En toch is deze wet geen Randstadwet. Hij is geen Randstadwet, want bijvoorbeeld Utrecht doet het heel erg goed. Mevrouw Kaljouw was trots op haar Zeeuwse achtergrond. Terecht, want Zeeland heeft op een goede manier, zonder spreidingswet, vormgegeven aan de gedachte achter de spreidingswet. Zeeland is namelijk met de gemeentes bij elkaar gaan zitten en heeft gezegd: in de volgende gemeentes gaan wij de opvang regelen en dat betekent dat andere gemeentes meer moeten doen op het gebied van andere voorzieningen. Zo loste Zeeland het op. Mevrouw Kaljouw is Zeeuwse, maar officieel is ze geboren in Bergen op Zoom. De burgemeester van Goes, die een uitstekend voorbeeld gaf door 600 alleenreizende mannen op te vangen — dat ging allemaal fantastisch — is nu juist verhuisd naar Bergen op Zoom. U ziet dus dat de Zeeuwse invloed zich voortzet.
Een provincie als Brabant, die ver achterlag, trekt de laatste paar maanden heel erg bij. Kijken we echter naar Noord- en Zuid-Holland, dan blijken die volop achter te blijven. Laat ik ook even gezegd hebben … Ah, u bent verhuisd, meneer Van der Goot. U noemde gisteren Flevoland. Flevoland is de provincie die per hoofd van de bevolking het meeste doet, zelfs meer dan Groningen. Dat komt door een aantal grote locaties, die we gelukkig ook hebben, naast de kleine, waar ik uiteraard het een en ander over ga zeggen.

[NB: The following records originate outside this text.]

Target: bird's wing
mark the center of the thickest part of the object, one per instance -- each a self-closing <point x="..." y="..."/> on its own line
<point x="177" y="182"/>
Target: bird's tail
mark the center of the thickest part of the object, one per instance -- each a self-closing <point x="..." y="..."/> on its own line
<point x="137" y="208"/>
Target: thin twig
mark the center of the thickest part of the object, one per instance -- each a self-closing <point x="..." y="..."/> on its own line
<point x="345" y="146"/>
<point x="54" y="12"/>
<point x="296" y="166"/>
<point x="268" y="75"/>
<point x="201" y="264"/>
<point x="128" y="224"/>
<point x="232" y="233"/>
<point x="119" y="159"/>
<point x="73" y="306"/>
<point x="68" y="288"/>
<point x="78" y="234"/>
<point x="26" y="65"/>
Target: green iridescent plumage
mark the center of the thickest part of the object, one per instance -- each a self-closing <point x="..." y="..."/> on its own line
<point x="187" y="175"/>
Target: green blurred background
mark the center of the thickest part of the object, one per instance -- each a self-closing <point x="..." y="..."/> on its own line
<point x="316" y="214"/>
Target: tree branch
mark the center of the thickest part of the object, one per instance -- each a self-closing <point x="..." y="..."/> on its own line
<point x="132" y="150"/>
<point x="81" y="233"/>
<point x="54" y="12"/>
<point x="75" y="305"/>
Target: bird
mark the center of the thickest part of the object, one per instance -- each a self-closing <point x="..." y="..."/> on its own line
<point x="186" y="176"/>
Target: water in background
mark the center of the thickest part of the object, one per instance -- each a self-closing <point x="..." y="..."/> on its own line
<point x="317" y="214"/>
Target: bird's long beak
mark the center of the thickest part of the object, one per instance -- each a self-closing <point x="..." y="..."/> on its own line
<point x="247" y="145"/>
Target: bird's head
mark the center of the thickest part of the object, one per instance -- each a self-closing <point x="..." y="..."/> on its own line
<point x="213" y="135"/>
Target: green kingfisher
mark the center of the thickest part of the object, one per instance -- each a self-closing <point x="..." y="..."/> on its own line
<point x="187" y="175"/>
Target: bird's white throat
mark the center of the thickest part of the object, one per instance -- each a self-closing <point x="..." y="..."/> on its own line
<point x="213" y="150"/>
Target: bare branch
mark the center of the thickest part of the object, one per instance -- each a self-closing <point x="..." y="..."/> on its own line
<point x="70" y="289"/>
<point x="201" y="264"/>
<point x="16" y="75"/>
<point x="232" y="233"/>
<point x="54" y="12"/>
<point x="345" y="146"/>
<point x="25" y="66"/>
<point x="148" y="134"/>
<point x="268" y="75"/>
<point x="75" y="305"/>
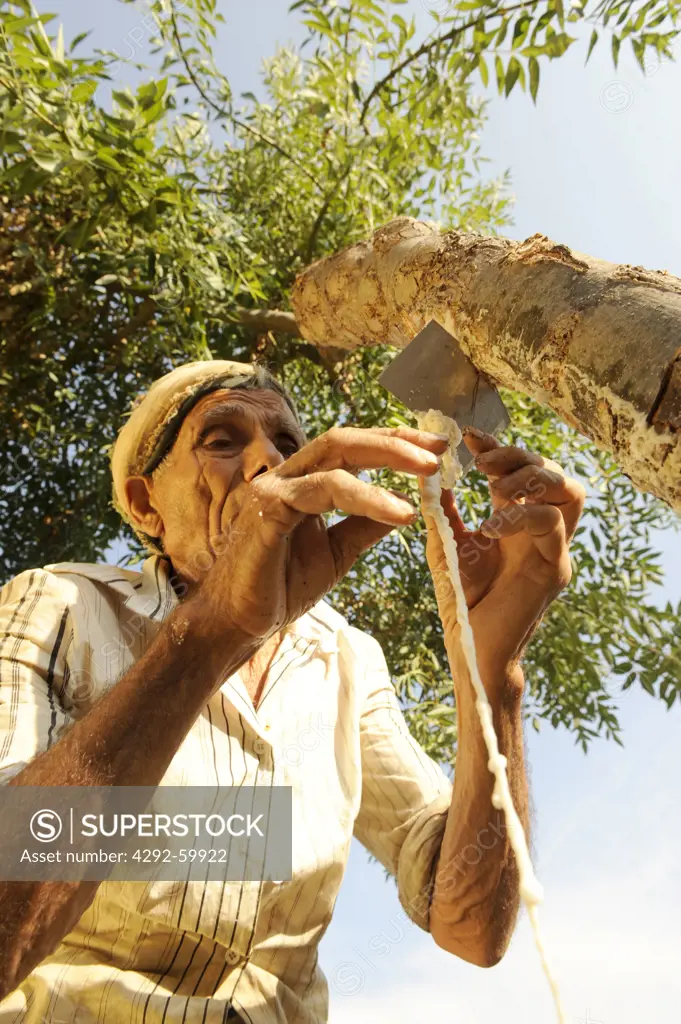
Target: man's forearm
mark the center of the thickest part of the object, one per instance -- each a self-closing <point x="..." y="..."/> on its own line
<point x="475" y="898"/>
<point x="129" y="737"/>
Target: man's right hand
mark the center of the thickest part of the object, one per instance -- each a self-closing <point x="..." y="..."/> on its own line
<point x="273" y="555"/>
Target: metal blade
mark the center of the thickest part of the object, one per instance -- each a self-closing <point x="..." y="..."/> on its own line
<point x="433" y="373"/>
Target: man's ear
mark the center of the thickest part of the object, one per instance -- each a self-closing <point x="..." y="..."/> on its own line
<point x="140" y="504"/>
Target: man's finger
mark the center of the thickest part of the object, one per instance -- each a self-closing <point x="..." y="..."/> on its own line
<point x="350" y="538"/>
<point x="478" y="441"/>
<point x="538" y="484"/>
<point x="543" y="522"/>
<point x="399" y="449"/>
<point x="283" y="503"/>
<point x="498" y="462"/>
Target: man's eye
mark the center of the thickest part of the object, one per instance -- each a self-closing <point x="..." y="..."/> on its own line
<point x="288" y="446"/>
<point x="220" y="442"/>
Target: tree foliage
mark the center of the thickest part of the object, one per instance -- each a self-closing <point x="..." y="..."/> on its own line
<point x="140" y="226"/>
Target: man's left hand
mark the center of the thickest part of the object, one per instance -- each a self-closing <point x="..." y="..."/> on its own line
<point x="518" y="561"/>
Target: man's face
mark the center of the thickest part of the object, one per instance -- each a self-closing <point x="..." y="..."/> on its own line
<point x="228" y="438"/>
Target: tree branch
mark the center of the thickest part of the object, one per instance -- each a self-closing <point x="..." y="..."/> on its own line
<point x="267" y="320"/>
<point x="427" y="47"/>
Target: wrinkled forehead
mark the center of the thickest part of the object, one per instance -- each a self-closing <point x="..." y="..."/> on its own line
<point x="261" y="404"/>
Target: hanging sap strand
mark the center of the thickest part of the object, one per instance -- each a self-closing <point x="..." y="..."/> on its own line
<point x="531" y="893"/>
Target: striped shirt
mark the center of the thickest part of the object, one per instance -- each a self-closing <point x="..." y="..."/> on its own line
<point x="328" y="724"/>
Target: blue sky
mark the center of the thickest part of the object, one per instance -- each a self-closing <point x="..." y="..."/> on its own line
<point x="595" y="165"/>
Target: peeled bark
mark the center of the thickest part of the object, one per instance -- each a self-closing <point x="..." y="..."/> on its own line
<point x="598" y="343"/>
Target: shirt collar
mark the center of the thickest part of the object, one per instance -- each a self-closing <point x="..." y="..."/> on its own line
<point x="150" y="593"/>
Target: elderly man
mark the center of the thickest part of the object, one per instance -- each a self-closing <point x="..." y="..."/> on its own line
<point x="209" y="665"/>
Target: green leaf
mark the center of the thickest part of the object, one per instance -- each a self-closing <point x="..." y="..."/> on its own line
<point x="615" y="49"/>
<point x="512" y="74"/>
<point x="499" y="69"/>
<point x="48" y="162"/>
<point x="78" y="39"/>
<point x="105" y="159"/>
<point x="533" y="65"/>
<point x="83" y="91"/>
<point x="484" y="73"/>
<point x="124" y="98"/>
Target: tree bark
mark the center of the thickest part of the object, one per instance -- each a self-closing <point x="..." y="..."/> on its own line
<point x="598" y="343"/>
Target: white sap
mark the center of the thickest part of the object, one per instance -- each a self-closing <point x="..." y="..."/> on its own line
<point x="531" y="893"/>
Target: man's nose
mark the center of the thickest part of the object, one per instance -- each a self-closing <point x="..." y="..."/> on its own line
<point x="259" y="456"/>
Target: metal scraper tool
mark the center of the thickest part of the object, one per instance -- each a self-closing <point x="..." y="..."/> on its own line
<point x="433" y="373"/>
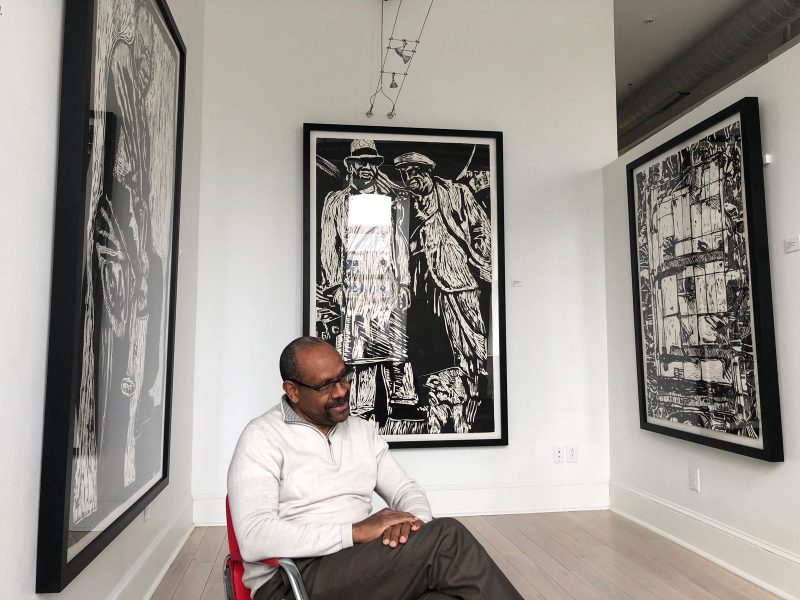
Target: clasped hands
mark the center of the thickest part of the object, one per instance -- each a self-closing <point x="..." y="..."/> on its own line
<point x="395" y="527"/>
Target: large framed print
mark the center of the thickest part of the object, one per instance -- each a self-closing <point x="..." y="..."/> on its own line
<point x="403" y="272"/>
<point x="112" y="310"/>
<point x="701" y="287"/>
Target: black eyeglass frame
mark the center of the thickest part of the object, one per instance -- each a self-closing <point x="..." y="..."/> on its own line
<point x="329" y="385"/>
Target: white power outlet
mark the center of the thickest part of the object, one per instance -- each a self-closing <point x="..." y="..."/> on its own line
<point x="572" y="453"/>
<point x="694" y="479"/>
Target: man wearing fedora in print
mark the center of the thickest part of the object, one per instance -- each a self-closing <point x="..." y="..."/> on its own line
<point x="364" y="271"/>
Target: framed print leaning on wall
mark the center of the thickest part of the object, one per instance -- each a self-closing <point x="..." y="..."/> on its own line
<point x="701" y="286"/>
<point x="403" y="251"/>
<point x="112" y="308"/>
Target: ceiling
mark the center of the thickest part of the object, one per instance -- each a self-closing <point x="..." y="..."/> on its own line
<point x="642" y="49"/>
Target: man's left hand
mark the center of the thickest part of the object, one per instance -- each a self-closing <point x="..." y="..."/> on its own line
<point x="399" y="534"/>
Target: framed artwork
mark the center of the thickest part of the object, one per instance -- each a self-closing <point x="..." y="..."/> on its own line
<point x="701" y="287"/>
<point x="403" y="273"/>
<point x="112" y="308"/>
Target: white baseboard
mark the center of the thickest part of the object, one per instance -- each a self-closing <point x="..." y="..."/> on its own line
<point x="773" y="568"/>
<point x="506" y="498"/>
<point x="209" y="510"/>
<point x="461" y="500"/>
<point x="139" y="581"/>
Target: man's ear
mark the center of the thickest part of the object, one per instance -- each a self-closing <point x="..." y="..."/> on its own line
<point x="290" y="390"/>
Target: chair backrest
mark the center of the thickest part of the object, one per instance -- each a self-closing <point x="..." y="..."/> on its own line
<point x="234" y="561"/>
<point x="233" y="545"/>
<point x="236" y="566"/>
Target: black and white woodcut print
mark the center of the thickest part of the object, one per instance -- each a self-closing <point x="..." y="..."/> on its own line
<point x="699" y="355"/>
<point x="120" y="411"/>
<point x="404" y="233"/>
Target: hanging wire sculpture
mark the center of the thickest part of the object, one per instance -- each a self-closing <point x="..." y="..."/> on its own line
<point x="405" y="49"/>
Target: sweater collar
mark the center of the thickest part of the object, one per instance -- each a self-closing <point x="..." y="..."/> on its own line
<point x="289" y="416"/>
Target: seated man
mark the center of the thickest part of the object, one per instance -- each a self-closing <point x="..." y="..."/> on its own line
<point x="300" y="485"/>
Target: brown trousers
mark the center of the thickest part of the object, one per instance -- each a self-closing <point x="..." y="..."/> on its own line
<point x="442" y="560"/>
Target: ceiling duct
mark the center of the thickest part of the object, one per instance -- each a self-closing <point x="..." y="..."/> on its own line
<point x="732" y="40"/>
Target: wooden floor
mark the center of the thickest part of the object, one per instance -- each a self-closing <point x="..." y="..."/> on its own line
<point x="587" y="555"/>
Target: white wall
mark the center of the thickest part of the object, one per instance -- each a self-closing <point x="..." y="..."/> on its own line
<point x="543" y="73"/>
<point x="30" y="64"/>
<point x="746" y="513"/>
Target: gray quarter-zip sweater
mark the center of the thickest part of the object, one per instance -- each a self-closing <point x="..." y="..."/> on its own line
<point x="295" y="492"/>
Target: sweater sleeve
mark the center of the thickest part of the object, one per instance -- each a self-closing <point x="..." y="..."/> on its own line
<point x="396" y="488"/>
<point x="253" y="492"/>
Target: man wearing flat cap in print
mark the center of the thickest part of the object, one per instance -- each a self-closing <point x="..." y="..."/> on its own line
<point x="364" y="272"/>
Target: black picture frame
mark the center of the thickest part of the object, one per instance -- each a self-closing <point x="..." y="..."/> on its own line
<point x="115" y="252"/>
<point x="705" y="344"/>
<point x="427" y="340"/>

Velen van u zeiden: het begint met de instroom. Daar heeft u natuurlijk volledig gelijk in. Wij kunnen de huidige instroom in Nederland niet aan. Daarom heeft het kabinet of, beter gezegd, hebben de vier coalitiepartijen gezegd toen ze tot een coalitie kwamen: we moeten grip krijgen op migratie. We zien dat we de huidige instroom, zeker ook rekening houdend met het feit dat we ook nog eens 100.000 Oekraïners hebben opgevangen in de afgelopen anderhalf jaar, niet aankunnen. Dat is niet alleen een opvangvraagstuk, dat is ook een zorgvraagstuk — we hebben op een gegeven moment gewoon de benodigde huisartsen niet meer — dat is een onderwijsvraagstuk, waar een aantal van u over begon, en dat is een vraagstuk op het gebied van integratie. We zien op alle punten dat het onder druk staat en dat doet wat met het draagvlak, los van het feit dat we in grote meerderheid, ook in deze ruimte, met elkaar vinden dat mensen die vluchten voor onderdrukking en geweld, opvang zouden moeten krijgen. En ja, er moet dus wat gebeuren op het gebied van de instroom. Maar of je nou voor of tegen de partijen bent die nu aan het onderhandelen zijn, ik denk dat we het er allemaal over eens zijn dat als PVV, BBB, NSC en VVD niet tot een afspraak kunnen komen op het gebied van instroombeperking, de klomp breekt. In die zin heb ik er vertrouwen in dat met deze vier partijen nadrukkelijk gekeken wordt naar instroombeperkende maatregelen om ervoor te zorgen dat we grip krijgen op migratie.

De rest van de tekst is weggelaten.